Eliminating the possibility of other causes for symptoms such as allergies, sinus problems and pulmonary disease is important to be sure the correct treatment is started.
This problem can be caused by stomach contents backing up into the esophagus. This is allowed to occur if areas of specialized muscle tissue called the lower esophageal sphincter (LES) and upper esophageal sphincters (UES) are weakened. The LES is located at the junction of the esophagus and the stomach. The job of the LES is to act as a one-way valve, allowing food to enter the stomach and prevent it from coming back up into the esophagus. Reflux occurs when the LES is too relaxed and does not prevent stomach fluids and food from backing up into the esophagus. The UES performs the same function as the LES, but in the upper esophagus. The lining of the esophagus is not protected from stomach acid, unlike the stomach's lining. The acid contact with the esophagus, voice box, and vocal cords causes inflammation and may cause irritation of the structures leading to the symptoms of reflux.
Lifestyle Changes:
Medications:
Treatment with twice per day Proton Pump Inhibitors: These include omeprazole (Prilosec), lansoprazole (Prevacid), dexlansoprazole (Kapidex), pantoprazole (Protonix), rabeprazole (Aciphex) and sodium bicarbonate (Zegerid) and esomeprazole (Nexium). These medications work by stopping the production of acid by certain cells in the stomach that make acid.
Additional treatments:
If medications fail to resolve symptoms, endoscopic or surgical interventions may be necessary. New endoscopic treatment options are available to control acid reflux as an alternative to chronic medications or to avoid surgery. These options can be discussed with your gastroenterologist.
Surgery:
This option is reserved for when the above measures aren't working. It can also be used as an alternative to chronic medication therapy. The surgery is called "Nissen Fundoplication". This is a surgical procedure where the upper portion of the stomach is wrapped around the lower esophageal sphincter area to prevent reflux.

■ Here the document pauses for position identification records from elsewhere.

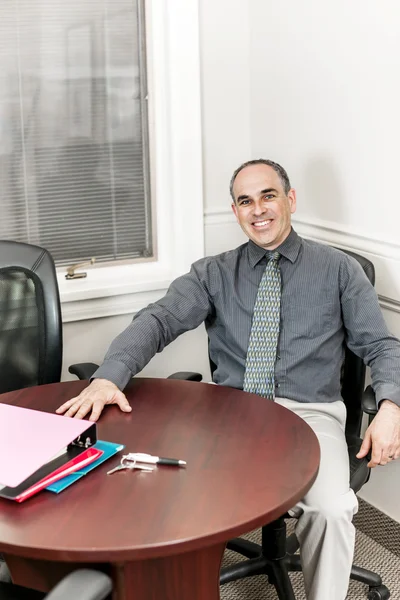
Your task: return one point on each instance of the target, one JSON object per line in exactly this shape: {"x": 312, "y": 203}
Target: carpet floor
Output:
{"x": 369, "y": 554}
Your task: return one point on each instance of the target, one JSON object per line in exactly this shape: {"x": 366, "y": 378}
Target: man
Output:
{"x": 298, "y": 301}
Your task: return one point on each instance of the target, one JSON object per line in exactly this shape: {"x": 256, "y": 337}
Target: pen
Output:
{"x": 155, "y": 460}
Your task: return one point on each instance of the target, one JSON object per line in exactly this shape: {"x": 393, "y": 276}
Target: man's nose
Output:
{"x": 258, "y": 208}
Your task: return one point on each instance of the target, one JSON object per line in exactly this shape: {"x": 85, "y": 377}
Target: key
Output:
{"x": 134, "y": 466}
{"x": 117, "y": 468}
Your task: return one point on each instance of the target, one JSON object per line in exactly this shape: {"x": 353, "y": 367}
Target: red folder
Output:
{"x": 84, "y": 459}
{"x": 36, "y": 445}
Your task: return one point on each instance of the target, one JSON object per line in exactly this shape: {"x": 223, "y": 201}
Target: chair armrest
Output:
{"x": 83, "y": 584}
{"x": 186, "y": 375}
{"x": 368, "y": 401}
{"x": 83, "y": 370}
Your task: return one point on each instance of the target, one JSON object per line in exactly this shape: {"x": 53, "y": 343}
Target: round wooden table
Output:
{"x": 163, "y": 534}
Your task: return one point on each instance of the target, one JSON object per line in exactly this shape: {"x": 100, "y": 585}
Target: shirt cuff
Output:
{"x": 115, "y": 371}
{"x": 388, "y": 391}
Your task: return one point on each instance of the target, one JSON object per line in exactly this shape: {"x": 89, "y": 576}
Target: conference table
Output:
{"x": 162, "y": 534}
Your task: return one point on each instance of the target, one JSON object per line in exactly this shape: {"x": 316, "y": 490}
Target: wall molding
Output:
{"x": 384, "y": 254}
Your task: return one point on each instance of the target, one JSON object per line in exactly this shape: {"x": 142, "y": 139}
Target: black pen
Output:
{"x": 155, "y": 460}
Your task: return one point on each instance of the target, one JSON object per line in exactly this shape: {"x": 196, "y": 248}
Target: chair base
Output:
{"x": 276, "y": 558}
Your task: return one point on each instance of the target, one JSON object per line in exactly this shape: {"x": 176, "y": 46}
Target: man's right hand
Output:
{"x": 93, "y": 399}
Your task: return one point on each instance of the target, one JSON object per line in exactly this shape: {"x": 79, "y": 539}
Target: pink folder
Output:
{"x": 31, "y": 438}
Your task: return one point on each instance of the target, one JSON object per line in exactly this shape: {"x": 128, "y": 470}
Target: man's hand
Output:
{"x": 383, "y": 435}
{"x": 94, "y": 398}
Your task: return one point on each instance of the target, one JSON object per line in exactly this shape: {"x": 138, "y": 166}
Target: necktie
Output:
{"x": 263, "y": 342}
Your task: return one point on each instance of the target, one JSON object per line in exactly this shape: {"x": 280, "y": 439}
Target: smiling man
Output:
{"x": 278, "y": 311}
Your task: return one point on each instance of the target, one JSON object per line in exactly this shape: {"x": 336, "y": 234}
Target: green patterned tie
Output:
{"x": 263, "y": 342}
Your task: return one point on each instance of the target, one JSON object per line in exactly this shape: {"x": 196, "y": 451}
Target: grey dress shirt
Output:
{"x": 326, "y": 300}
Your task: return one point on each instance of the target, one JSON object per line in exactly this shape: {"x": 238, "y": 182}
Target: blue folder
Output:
{"x": 108, "y": 448}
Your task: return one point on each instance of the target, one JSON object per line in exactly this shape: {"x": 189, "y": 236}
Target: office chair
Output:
{"x": 30, "y": 323}
{"x": 30, "y": 318}
{"x": 83, "y": 584}
{"x": 276, "y": 557}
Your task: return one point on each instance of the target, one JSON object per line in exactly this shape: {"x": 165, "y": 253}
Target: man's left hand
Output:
{"x": 383, "y": 435}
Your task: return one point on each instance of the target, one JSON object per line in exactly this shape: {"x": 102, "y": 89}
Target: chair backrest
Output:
{"x": 30, "y": 317}
{"x": 353, "y": 369}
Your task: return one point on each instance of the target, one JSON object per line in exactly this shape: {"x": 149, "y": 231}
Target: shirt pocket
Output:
{"x": 308, "y": 321}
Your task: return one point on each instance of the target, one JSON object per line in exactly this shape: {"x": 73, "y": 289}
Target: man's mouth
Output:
{"x": 261, "y": 224}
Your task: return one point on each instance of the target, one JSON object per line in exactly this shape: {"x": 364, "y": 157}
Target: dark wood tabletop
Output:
{"x": 248, "y": 461}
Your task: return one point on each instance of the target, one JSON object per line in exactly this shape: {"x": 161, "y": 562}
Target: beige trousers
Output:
{"x": 325, "y": 530}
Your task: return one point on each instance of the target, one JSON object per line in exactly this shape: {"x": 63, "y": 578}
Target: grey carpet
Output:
{"x": 369, "y": 554}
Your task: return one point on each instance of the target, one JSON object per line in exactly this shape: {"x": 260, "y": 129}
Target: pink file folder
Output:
{"x": 31, "y": 438}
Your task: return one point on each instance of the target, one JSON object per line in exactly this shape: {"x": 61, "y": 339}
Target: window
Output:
{"x": 175, "y": 149}
{"x": 74, "y": 151}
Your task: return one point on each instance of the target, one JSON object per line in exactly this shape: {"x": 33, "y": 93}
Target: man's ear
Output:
{"x": 292, "y": 200}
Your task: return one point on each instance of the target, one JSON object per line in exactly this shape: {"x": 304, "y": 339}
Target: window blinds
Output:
{"x": 74, "y": 168}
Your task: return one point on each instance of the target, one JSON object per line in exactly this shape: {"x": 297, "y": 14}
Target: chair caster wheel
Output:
{"x": 378, "y": 593}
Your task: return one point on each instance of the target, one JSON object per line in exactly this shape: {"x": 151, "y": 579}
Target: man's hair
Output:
{"x": 262, "y": 161}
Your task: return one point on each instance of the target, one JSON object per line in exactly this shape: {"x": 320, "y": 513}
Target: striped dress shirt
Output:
{"x": 327, "y": 301}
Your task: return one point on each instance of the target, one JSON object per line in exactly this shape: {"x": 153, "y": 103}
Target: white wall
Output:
{"x": 314, "y": 86}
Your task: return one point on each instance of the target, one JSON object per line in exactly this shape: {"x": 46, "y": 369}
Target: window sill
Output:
{"x": 105, "y": 294}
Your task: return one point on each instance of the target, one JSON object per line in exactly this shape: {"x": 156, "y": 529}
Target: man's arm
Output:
{"x": 186, "y": 305}
{"x": 368, "y": 337}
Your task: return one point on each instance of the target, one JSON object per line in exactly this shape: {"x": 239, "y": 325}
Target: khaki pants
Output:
{"x": 325, "y": 530}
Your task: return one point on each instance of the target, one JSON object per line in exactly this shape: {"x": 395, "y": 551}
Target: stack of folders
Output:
{"x": 41, "y": 450}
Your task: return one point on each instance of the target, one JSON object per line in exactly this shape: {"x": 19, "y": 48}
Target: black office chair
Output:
{"x": 276, "y": 556}
{"x": 30, "y": 322}
{"x": 83, "y": 584}
{"x": 30, "y": 318}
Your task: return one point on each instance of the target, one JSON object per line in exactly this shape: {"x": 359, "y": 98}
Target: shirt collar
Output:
{"x": 289, "y": 248}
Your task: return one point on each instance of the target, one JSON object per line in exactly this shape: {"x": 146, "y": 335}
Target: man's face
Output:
{"x": 261, "y": 207}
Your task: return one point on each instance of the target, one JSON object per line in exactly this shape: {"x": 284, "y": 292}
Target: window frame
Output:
{"x": 174, "y": 112}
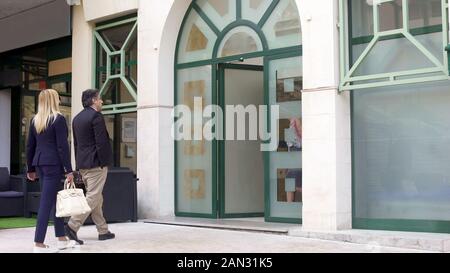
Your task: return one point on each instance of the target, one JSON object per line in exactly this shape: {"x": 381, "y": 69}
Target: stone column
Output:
{"x": 326, "y": 122}
{"x": 82, "y": 59}
{"x": 158, "y": 26}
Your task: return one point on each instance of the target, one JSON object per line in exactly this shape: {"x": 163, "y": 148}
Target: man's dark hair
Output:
{"x": 87, "y": 97}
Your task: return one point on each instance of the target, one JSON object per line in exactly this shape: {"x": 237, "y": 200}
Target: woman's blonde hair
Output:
{"x": 48, "y": 109}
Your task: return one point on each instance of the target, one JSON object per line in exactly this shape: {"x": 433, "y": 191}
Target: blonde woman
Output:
{"x": 48, "y": 153}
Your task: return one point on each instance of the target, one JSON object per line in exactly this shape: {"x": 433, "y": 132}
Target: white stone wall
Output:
{"x": 326, "y": 122}
{"x": 96, "y": 10}
{"x": 82, "y": 60}
{"x": 5, "y": 124}
{"x": 158, "y": 24}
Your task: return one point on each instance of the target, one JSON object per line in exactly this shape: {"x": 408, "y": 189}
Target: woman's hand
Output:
{"x": 31, "y": 176}
{"x": 69, "y": 177}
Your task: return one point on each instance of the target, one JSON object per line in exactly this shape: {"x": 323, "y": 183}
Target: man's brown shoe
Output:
{"x": 106, "y": 236}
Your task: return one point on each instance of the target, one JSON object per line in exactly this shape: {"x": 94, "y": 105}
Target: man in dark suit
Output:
{"x": 93, "y": 155}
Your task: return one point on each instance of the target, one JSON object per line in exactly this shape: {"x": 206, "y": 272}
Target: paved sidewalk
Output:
{"x": 143, "y": 237}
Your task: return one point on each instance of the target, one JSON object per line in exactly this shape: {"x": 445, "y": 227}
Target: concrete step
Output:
{"x": 412, "y": 240}
{"x": 246, "y": 224}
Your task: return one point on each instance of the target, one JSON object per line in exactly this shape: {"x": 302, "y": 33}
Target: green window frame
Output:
{"x": 120, "y": 54}
{"x": 348, "y": 81}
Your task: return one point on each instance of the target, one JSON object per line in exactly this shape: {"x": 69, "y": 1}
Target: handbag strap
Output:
{"x": 68, "y": 185}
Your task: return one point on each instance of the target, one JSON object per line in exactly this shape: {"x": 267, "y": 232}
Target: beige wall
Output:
{"x": 96, "y": 10}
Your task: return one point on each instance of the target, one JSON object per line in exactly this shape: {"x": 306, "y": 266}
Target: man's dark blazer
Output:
{"x": 91, "y": 140}
{"x": 50, "y": 147}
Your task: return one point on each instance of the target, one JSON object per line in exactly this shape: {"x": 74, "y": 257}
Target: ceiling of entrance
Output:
{"x": 13, "y": 7}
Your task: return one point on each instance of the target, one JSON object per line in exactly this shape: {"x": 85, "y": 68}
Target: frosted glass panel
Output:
{"x": 391, "y": 15}
{"x": 425, "y": 13}
{"x": 398, "y": 55}
{"x": 240, "y": 40}
{"x": 401, "y": 152}
{"x": 244, "y": 166}
{"x": 220, "y": 12}
{"x": 285, "y": 164}
{"x": 421, "y": 14}
{"x": 194, "y": 160}
{"x": 282, "y": 29}
{"x": 197, "y": 40}
{"x": 253, "y": 10}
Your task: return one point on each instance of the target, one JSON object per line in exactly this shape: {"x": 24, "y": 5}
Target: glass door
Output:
{"x": 241, "y": 164}
{"x": 284, "y": 165}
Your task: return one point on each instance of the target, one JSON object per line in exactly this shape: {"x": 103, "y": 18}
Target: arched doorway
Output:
{"x": 244, "y": 52}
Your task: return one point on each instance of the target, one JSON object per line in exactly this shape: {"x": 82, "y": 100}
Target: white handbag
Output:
{"x": 71, "y": 201}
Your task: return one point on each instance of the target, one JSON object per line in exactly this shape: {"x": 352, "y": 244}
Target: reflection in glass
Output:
{"x": 122, "y": 130}
{"x": 240, "y": 40}
{"x": 220, "y": 12}
{"x": 194, "y": 158}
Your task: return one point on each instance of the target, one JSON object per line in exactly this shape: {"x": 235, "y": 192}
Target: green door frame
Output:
{"x": 221, "y": 143}
{"x": 214, "y": 62}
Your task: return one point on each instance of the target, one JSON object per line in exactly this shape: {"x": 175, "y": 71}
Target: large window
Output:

When to seek medical advice?
In cases of chronic hoarseness or no improvement in symptoms with treatment, please call your doctor for additional advice. You may be referred to ENT for additional testing to rule out other problems. If heartburn, significant trouble swallowing or chest pain occurs, please call your doctor to discuss symptoms as this is atypical for laryngopharyngeal reflux disease and may indicate other problems and a need for additional testing such as an esophagogastroduodenoscopy (EGD). If significant weight loss has occurred medical attention should be sought.